Imagine, for example, that during his meeting with SpaceX engineers, Musk was getting calls on Twitter. That would not only reduce the quality of his own work and concentration, but it would also drive everyone else in the room crazy. Conversely, By keeping meetings, project work, and core tasks separate, Musk makes the most of his time and brainpower, aiding his ability to think critically and solve problems.
This is just one of the reasons why Musk is able to do what he does, which is to make valuable contributions to multiple companies dealing with complex issues.
For example, consider what he said Garrett Reisman, a former astronaut and engineer who worked for years with Musk at SpaceX. Reisman was amazed at Musk’s ability to help solve difficult problems.
“I mean, I’ve met a lot of super, super smart people.Reisman said in an interview. “But they’re usually super, super smart about one thing. Y [Musk es] able to have conversations with our best engineers about the software and the more arcane aspects of it. And then you’ll go to our manufacturing engineers and have discussions about some really esoteric welding process for some crazy alloy.”.

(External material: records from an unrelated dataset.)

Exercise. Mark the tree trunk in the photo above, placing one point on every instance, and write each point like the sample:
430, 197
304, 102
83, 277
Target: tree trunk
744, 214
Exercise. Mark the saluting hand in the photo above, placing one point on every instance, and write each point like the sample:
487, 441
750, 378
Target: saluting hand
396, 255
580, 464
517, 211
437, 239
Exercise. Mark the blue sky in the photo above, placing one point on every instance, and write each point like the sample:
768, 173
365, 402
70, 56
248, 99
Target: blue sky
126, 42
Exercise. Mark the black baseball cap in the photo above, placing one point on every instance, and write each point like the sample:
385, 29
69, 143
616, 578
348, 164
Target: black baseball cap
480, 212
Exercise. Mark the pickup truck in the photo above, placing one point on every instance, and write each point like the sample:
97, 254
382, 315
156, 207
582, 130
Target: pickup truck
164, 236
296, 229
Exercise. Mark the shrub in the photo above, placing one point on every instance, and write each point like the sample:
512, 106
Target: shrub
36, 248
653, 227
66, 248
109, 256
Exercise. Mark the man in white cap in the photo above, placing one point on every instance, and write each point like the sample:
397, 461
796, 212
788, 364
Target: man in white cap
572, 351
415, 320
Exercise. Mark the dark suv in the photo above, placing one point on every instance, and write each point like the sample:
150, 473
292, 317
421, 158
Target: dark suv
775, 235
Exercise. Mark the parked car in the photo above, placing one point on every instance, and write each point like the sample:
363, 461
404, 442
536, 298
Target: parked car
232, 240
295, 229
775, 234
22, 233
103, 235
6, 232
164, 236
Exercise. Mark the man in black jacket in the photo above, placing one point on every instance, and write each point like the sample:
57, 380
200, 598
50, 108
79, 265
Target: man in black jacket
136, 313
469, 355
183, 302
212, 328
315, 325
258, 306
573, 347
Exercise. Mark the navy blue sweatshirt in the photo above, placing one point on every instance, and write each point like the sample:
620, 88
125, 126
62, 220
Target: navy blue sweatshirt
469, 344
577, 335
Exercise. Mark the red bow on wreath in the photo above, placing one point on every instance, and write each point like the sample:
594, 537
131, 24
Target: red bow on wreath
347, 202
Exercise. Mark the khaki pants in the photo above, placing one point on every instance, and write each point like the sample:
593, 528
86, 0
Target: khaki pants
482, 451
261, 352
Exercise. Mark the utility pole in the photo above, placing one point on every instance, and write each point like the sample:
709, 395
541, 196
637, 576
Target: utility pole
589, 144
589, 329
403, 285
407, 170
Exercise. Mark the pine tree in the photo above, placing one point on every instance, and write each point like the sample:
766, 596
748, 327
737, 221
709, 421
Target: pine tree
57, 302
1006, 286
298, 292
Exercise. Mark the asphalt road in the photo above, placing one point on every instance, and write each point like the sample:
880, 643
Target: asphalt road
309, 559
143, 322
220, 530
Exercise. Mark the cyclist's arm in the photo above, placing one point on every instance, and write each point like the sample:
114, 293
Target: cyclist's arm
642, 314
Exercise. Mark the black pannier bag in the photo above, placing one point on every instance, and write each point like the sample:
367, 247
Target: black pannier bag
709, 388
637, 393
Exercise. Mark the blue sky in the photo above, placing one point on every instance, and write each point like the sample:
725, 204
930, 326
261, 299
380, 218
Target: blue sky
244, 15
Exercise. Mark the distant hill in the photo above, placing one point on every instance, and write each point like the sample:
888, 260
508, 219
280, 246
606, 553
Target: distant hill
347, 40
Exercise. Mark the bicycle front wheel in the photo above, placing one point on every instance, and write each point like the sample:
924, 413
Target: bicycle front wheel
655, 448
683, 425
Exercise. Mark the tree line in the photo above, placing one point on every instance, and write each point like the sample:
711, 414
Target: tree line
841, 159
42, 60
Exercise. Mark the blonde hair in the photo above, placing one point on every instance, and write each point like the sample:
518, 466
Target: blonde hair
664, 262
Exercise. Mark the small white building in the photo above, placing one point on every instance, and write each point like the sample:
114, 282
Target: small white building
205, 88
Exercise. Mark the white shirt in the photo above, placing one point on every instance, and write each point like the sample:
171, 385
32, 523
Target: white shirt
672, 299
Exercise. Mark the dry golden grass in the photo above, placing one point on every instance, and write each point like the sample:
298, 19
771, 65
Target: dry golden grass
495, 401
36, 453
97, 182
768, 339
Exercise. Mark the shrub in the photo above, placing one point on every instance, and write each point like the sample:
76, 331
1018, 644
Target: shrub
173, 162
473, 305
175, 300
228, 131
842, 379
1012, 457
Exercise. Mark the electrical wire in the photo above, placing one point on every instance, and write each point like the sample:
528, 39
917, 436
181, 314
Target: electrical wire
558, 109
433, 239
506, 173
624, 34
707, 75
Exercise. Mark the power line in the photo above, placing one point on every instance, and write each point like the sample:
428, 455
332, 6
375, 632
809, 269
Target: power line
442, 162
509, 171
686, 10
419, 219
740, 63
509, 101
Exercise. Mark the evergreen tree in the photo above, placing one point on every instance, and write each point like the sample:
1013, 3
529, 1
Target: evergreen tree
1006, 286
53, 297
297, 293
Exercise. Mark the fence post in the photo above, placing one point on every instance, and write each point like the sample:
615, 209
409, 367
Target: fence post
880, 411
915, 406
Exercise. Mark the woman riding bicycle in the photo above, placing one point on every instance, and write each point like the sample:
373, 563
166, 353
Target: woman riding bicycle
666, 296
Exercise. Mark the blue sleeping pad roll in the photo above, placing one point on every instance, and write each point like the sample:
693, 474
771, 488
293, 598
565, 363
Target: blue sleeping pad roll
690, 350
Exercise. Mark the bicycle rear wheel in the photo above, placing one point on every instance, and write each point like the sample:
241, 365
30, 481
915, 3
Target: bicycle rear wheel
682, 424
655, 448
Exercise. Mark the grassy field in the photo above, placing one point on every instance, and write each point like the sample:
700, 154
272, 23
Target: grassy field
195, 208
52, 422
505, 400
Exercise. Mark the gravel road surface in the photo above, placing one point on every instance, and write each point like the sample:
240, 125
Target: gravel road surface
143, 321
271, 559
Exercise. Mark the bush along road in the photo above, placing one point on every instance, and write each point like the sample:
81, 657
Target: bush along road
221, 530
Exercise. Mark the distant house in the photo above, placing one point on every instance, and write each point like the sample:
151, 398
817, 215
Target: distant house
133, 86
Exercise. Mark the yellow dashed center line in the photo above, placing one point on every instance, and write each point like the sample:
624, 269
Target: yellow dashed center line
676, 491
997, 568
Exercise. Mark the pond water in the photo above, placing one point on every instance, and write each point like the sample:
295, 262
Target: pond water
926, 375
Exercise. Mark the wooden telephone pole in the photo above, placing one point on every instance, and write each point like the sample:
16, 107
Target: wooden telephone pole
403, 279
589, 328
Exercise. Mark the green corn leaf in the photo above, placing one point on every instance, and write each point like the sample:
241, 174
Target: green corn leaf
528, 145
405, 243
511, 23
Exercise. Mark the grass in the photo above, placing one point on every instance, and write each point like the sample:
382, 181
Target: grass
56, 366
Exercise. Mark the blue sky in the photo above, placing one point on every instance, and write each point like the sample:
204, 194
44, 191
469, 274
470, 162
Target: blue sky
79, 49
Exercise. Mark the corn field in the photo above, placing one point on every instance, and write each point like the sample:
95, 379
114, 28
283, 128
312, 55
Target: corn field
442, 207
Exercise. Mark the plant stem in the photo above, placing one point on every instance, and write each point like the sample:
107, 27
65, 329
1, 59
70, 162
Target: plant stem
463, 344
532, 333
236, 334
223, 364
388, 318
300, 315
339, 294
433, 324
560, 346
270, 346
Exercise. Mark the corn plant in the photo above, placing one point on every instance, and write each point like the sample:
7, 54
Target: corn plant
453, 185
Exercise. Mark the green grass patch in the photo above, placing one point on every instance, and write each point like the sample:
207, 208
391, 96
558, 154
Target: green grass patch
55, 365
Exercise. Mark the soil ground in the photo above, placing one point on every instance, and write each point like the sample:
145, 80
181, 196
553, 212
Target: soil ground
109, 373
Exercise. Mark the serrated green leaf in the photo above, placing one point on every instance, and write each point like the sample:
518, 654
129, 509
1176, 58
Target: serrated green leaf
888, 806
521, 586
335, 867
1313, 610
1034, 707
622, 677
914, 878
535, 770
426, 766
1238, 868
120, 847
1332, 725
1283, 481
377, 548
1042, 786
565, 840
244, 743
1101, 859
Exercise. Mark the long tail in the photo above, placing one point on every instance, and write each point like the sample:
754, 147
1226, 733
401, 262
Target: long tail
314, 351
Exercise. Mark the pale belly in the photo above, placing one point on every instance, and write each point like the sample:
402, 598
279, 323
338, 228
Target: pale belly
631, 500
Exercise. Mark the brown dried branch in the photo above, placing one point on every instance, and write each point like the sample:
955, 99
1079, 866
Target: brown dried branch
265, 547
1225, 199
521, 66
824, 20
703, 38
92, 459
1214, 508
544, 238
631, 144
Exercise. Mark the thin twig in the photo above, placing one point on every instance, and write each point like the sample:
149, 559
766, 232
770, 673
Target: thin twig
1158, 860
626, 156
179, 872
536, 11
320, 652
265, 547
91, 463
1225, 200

And continued: “It just goes back and forth, and his ability to do that through all the different technologies that are used in rockets and cars and everything else that he does, that’s what really impresses me.”.
So “what can you learn from all this?” asks Bariso.
To be clear, as much as I respect Musk’s work ethic, says the author, “I don’t recommend working as many hours as he did, or even having late-night meetings. But we can learn a valuable lesson from how Musk does his job.”.
“You are probably trying to balance multiple responsibilitiesincluding running a business, balancing clients, and even separating time for work, family, and self. The key is to keep them separate and follow the ‘focus rule’. Focus on one thing at a time”, recommends Bariso.
And he concludes: “So, whether you’re emailing, brainstorming, meeting, creating, solving problems, thinking critically, spending time with your family, or taking time for yourself, shut out all outside distractions. Focus all your attention and intellect on the people or task at hand. Doing so will allow you to not only be in more places and do more, but also increase the quality of what you do. And that’s productivity at its finest.”.